Aujourd'hui, ma vie prend un autre tournant. Un virage à cent quatre-vingts degrés digne d'un grand huit à sensation dans un parc d'attraction.

La peur.

Aujourd'hui, mes émotions se contredisent entre soulagement et frayeur. Un léger filament de sueur parsème mon front d'humidité, et mes mains moites s'emmêlent tout en s'étirant pour calmer mon angoisse. Mes paumes froides contrastent avec la rougeur chaude de mes joues. Ma tête bouillonne, et mon cœur entame un rythme effréné sous la panique.

Que fais-je ici ?

Cette question me taraude l'esprit depuis des dizaines de minutes.

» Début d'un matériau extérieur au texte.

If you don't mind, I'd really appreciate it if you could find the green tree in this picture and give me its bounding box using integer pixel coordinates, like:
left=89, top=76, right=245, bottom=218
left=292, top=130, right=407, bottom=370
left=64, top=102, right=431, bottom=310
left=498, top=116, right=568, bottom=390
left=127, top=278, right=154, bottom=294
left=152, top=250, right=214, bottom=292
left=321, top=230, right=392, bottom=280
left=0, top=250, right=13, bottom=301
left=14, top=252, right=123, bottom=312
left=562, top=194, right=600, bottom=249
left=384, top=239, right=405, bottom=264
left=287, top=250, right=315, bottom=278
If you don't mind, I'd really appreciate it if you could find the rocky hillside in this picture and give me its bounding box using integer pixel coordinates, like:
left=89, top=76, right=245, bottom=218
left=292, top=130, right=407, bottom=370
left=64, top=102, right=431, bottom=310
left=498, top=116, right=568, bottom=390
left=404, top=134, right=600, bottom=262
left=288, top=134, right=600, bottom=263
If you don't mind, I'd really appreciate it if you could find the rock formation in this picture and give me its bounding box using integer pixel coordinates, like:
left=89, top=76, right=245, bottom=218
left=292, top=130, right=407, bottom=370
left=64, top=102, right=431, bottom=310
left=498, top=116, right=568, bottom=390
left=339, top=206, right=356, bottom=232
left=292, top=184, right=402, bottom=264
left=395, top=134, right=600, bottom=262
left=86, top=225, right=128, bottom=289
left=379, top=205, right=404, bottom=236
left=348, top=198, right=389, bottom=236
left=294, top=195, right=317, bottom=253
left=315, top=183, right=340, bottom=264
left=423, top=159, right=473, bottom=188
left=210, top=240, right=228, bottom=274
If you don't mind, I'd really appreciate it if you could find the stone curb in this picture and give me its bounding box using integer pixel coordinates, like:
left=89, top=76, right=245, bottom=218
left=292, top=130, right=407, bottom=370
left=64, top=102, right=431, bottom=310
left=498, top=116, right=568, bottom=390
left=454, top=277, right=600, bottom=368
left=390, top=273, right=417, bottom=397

Assisse près de la table à manger, je n'ose pas remonter mon regard vers cette auteure. Une écrivaine publiquement connue qui a souhaité transcrire mon histoire avec mes mots. Durant plusieurs années, les médias m'ont incité à le faire ; interview, livre, témoignage et reportage en tout genre. Les idées sont perpétuellement apparues autour de moi, mais je n'en ai jamais eu la force. Ma vie est faite ainsi, j'ai appris à l'assumer, mais jamais je n'avais pu concevoir d'en parler. Jamais... Mais tout a changé aujourd'hui. Il est la raison de ce changement, de cette envie.

— Mademoiselle Fonci, vous êtes prête ?

— Appelle-moi Rune je préfère, ça fera plus familier, intervené-je.

Elle acquiesce, puis avant de revenir vers moi, elle tourne la tête à l'opposé de ma position et rejoins la discussion de son éditeur. Cet homme est une personne avec une classe fulgurante. Son corps robuste aurait dû m'impressionner, mais depuis ce jour, depuis que j'ai connu ce monde, les humains ne me font plus peur. L'angoisse n'est plus mon alliée face à eux, elle est tout le contraire.

— Mademoiselle Fonci, Aurora va s'appliquer à rendre cette histoire émouvante, que ce livre témoignage puisse conquérir un public afin que tout cela s'ancre dans les mémoires. Vous devez être la plus précise possible ; les détails c'est important dans une histoire comme celle-ci.

Comme celle-ci, qu'est-ce que cela voulait vraiment dire ? Je ne suis donc qu'un pantin pour eux ? Un objet de souffrance qui rapportera de l'argent.

— Du marketing quoi, répondé-je sans aucun sentiment.

Il lève les épaules, et me tend une moue contrite.

— Et j'en viens à supposer que ça sera un titre en anglais, plus vendeur n'est-ce pas ?

— Je... Euh...

Je l'interromps aussitôt.

— Ne vous en faites pas, la société nous oppresse, et nous conditionne. Ce n'est pas à moi que vous allez l'apprendre, mais ne perdons pas de temps. Plus vite ce sera fait, mieux ça sera.

Il m'envoie un signe de tête, et laisse la parole à Aurora. De nouveau, elle me pose cette question fatidique :

— Rune, prête ?

Je lui tends un léger sourire, contente qu'elles en viennent à la familiarité. Pas de chichi, et tout se passera bien.

— Je crois, répondé-je dans un ton peu convaincu.

Elle hoche la tête, et j'exécute la même chose pour calmer mon angoisse. Je deviens un pantin, transportée dans ce monde dont je ne contrôle plus aucune notion. Tout est vague, presque flou, et pourtant, en ce début de printemps je vais dévoiler une partie de ma vie. Mon histoire deviendra celle du peuple, et des centaines de personnes me toléreront leur pitié ; mais je n'en veux pas. L'empathie sert simplement à faire vivre l'être humain, à lui donner de l'espoir et se sentir animé en comprenant les autres. Cependant, rien de tout ça me compose. Je suis faite d'un passé noir, et mes mains sont remplies de sang. Jamais rien ni personne ne pourra changer ça. Ceci est mon histoire, et dans un dernier souffle, je commence à la réciter sans aucun sentiment agréable.